Chen Xinhua, Scholl Theresa O, Stein T Peter
Department of Obstetrics and Gynecology, University of Medicine and Dentistry of New Jersey-SOM, 2 Medical Center Dr., Science Center, Suite 390, Stratford, NJ 08084, USA.
Diabetes Care. 2006 May;29(5):1077-82. doi: 10.2337/diacare.2951077.
OBJECTIVE- We examined the influence of a moderately elevated serum ferritin level at entry to care on the risk of gestational diabetes mellitus (GDM) and a possible mechanism (increased iron stores versus inflammation). RESEARCH DESIGN AND METHODS- In a prospective observational study with 1,456 healthy pregnant women in Camden, New Jersey, serum ferritin and anthropometric measurements were determined. Serum C-reactive protein (CRP) concentration was measured in a nested case-control study of 172 subjects.

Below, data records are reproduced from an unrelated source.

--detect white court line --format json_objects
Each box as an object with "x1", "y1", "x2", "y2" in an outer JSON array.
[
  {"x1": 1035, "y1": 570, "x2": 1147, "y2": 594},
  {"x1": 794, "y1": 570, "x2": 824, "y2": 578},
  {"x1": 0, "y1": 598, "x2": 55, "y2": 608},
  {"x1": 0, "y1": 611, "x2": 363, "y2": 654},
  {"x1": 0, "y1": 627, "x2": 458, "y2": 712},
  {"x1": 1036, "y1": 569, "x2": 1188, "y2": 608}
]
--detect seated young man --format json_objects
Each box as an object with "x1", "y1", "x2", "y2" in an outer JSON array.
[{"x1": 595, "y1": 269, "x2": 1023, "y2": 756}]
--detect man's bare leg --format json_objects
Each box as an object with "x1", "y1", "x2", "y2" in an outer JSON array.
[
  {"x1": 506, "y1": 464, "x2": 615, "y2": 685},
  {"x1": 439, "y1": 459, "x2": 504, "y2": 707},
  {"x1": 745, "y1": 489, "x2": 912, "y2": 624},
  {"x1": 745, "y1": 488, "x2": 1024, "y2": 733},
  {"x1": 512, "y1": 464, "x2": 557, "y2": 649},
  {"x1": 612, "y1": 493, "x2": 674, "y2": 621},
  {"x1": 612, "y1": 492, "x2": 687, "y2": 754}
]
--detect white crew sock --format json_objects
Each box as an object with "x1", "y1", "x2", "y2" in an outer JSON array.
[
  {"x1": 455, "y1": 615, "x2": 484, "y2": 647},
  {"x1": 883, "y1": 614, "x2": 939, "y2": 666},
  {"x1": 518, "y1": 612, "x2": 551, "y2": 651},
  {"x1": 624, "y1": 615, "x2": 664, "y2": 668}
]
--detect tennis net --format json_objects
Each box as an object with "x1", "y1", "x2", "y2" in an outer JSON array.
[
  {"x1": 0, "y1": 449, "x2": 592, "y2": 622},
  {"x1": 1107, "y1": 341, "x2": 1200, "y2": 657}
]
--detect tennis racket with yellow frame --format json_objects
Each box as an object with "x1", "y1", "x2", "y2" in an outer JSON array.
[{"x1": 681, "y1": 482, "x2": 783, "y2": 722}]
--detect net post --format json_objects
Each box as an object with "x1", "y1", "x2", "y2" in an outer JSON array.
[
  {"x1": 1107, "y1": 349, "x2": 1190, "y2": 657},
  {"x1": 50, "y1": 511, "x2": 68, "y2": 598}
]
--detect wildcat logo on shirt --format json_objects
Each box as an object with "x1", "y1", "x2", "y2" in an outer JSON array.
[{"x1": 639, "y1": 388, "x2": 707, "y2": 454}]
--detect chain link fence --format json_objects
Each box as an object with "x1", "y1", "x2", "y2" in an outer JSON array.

RESULTS- Women who developed GDM had a higher concentration of serum ferritin than women who did not develop GDM (P < 0.001). Elevated serum ferritin level (highest quintile) was significantly and positively correlated with prepregnant BMI and skinfold measurements. Women in the highest quintile of serum ferritin had a twofold increased risk of developing GDM adjusted for several known risk factors (adjusted odds ratio, 2.02 [95% CI 1.04-3.92], P < 0.05). Similar results were obtained with a nested case-control study, in which women in the highest tertile of serum ferritin (2.35 [1.06-5.22], P < 0.05) or CRP (2.67 [1.16-6.17], P < 0.001) had a greater than twofold increased risk of GDM. However, these effects were modified and became nonstatistically significant after additional adjustment for prepregnant BMI. CONCLUSIONS- Elevated serum ferritin concentrations early in gestation are associated with an increased risk of GDM. The association, at least in part, is mediated by the maternal fat mass and obesity. These data suggest a possible link between elevated serum ferritin and low-grade inflammation.
目的——我们研究了初诊时血清铁蛋白水平适度升高对妊娠期糖尿病(GDM)风险的影响以及一种可能的机制(铁储存增加与炎症)。研究设计与方法——在一项对新泽西州卡姆登1456名健康孕妇的前瞻性观察研究中,测定了血清铁蛋白和人体测量数据。在一项对172名受试者的巢式病例对照研究中测量了血清C反应蛋白(CRP)浓度。结果——患GDM的女性血清铁蛋白浓度高于未患GDM的女性(P<0.001)。血清铁蛋白水平升高(最高五分位数)与孕前BMI和皮褶测量值显著正相关。血清铁蛋白最高五分位数的女性在调整了几个已知风险因素后发生GDM的风险增加了两倍(调整后的优势比,2.02[95%CI 1.04 - 3.92],P<0.05)。在巢式病例对照研究中也得到了类似结果,其中血清铁蛋白最高三分位数(2.35[1.06 - 5.22],P<0.05)或CRP(2.67[1.16 - 6.17],P<0.001)的女性患GDM的风险增加了两倍多。然而,在进一步调整孕前BMI后,这些影响被修正且无统计学意义。结论——妊娠早期血清铁蛋白浓度升高与GDM风险增加有关。这种关联至少部分由母体脂肪量和肥胖介导。这些数据表明血清铁蛋白升高与低度炎症之间可能存在联系。